Further areas of applicability will become apparent from the description provided herein. The description and specific examples in this summary are intended for purposes of illustration only and are not intended to limit the scope of the present disclosure.
DRAWINGS
The drawings described herein are for illustrative purposes only of selected embodiments and not all possible implementations, and are not intended to limit the scope of the present disclosure.

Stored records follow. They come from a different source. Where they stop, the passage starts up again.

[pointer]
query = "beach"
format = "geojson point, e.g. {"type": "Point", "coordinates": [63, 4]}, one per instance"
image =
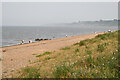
{"type": "Point", "coordinates": [18, 56]}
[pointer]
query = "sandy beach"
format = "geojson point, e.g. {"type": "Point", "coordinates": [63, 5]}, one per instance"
{"type": "Point", "coordinates": [18, 56]}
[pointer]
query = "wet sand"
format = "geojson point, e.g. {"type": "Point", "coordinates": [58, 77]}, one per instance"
{"type": "Point", "coordinates": [18, 56]}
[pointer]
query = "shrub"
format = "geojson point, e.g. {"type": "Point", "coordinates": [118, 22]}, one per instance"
{"type": "Point", "coordinates": [77, 50]}
{"type": "Point", "coordinates": [82, 43]}
{"type": "Point", "coordinates": [61, 71]}
{"type": "Point", "coordinates": [89, 52]}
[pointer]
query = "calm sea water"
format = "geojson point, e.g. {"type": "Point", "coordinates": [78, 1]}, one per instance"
{"type": "Point", "coordinates": [13, 35]}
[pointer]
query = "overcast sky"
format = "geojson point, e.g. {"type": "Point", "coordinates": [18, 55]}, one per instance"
{"type": "Point", "coordinates": [44, 13]}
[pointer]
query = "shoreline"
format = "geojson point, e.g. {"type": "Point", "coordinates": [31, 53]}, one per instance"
{"type": "Point", "coordinates": [18, 56]}
{"type": "Point", "coordinates": [47, 40]}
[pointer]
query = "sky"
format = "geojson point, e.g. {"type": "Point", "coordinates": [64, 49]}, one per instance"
{"type": "Point", "coordinates": [45, 13]}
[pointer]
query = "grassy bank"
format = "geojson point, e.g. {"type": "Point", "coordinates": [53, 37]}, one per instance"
{"type": "Point", "coordinates": [91, 58]}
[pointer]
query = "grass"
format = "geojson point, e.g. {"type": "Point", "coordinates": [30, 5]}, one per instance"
{"type": "Point", "coordinates": [66, 48]}
{"type": "Point", "coordinates": [33, 54]}
{"type": "Point", "coordinates": [91, 58]}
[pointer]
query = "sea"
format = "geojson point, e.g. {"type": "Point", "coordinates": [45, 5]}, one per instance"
{"type": "Point", "coordinates": [12, 35]}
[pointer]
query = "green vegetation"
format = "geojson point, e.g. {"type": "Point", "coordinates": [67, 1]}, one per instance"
{"type": "Point", "coordinates": [33, 54]}
{"type": "Point", "coordinates": [45, 53]}
{"type": "Point", "coordinates": [91, 58]}
{"type": "Point", "coordinates": [30, 72]}
{"type": "Point", "coordinates": [66, 48]}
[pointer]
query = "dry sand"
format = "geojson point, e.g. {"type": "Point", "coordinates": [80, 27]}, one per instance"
{"type": "Point", "coordinates": [16, 57]}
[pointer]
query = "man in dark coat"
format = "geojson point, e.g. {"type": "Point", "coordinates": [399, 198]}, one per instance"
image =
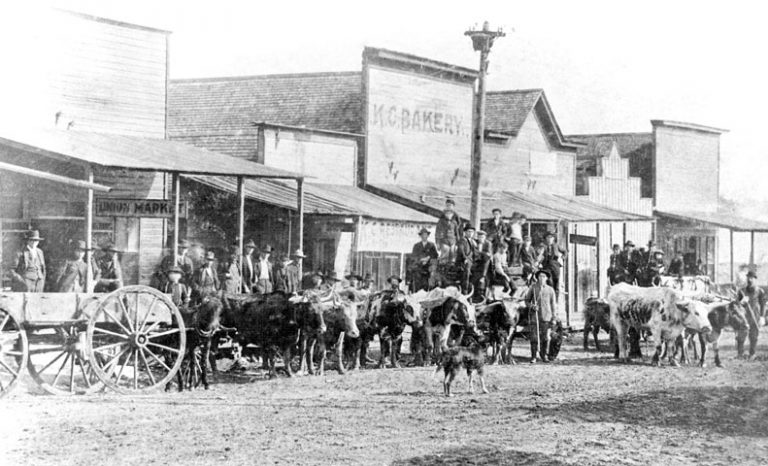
{"type": "Point", "coordinates": [551, 261]}
{"type": "Point", "coordinates": [465, 256]}
{"type": "Point", "coordinates": [109, 269]}
{"type": "Point", "coordinates": [74, 271]}
{"type": "Point", "coordinates": [423, 257]}
{"type": "Point", "coordinates": [28, 272]}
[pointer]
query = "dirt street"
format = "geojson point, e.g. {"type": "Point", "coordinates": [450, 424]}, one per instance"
{"type": "Point", "coordinates": [583, 409]}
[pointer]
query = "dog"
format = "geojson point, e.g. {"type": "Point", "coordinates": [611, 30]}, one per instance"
{"type": "Point", "coordinates": [471, 357]}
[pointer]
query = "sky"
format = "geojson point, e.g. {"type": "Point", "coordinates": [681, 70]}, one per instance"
{"type": "Point", "coordinates": [605, 66]}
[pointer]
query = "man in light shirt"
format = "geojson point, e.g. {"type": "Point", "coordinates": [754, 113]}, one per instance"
{"type": "Point", "coordinates": [263, 272]}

FIG. 1 is a front perspective view of an exemplary tensioner constructed in accordance with the teachings of the present disclosure;
FIG. 2 is a front exploded perspective view of the tensioner of FIG. 1;
FIG. 3 is a rear exploded perspective view of the tensioner of FIG. 1;
FIG. 4 is a section view taken along the line 4-4 of FIG. 1;
FIG. 5 is a section view taken perpendicular to a movement axis and through a pair of tensioner pulleys and a pair of pivot guides;
FIG. 6 is a section view taken along the line 5-5 of FIG. 1;
FIG. 7 is a front perspective view of a second exemplary tensioner constructed in accordance with the teachings of the present disclosure;
FIG. 8 is a front exploded perspective view of the tensioner of FIG. 7;
FIG. 9 is a rear exploded perspective view of the tensioner of FIG. 7;
FIG. 10 is a front perspective view of the tensioner of FIG. 7 with the tensioner spring removed;
FIG. 11 is a front elevation view of the tensioner of FIG. 7 with the tensioner spring removed;
FIG. 12 is a rear perspective view of the tensioner of FIG. 7 with the tensioner spring removed;
FIG. 13 is a cross-sectional view taken along the line 13-13 of FIG. 11;
FIG. 14 is a front elevation view of a third tensioner constructed in accordance with the teachings of the present disclosure;
FIG. 15 is a front perspective view of the tensioner of FIG. 14;
FIG. 16 is a perspective view of a portion of the tensioner of FIG. 14, illustrating a second spring guide in more detail;
FIG. 17 is a front elevation view of a fourth tensioner constructed in accordance with the teachings of the present disclosure
FIG. 18 is a perspective view of a portion of the tensioner of FIG. 17 illustrating the tensioner spring in more detail;
FIG. 19 is a front elevation view of a fifth tensioner constructed in accordance with the teachings of the present disclosure
FIG. 20 is a perspective view of the tensioner of FIG. 19 illustrating tangs on the tensioner spring in more detail;
FIG. 21 is a front elevation view of a portion of a sixth tensioner constructed in accordance with the teachings of the present disclosure;
FIG. 22 is a front perspective view of the portion of the tensioner shown in FIG. 21; and
FIG. 23 is a perspective view of a portion of still another tensioner constructed in accordance with the teachings of the present disclosure.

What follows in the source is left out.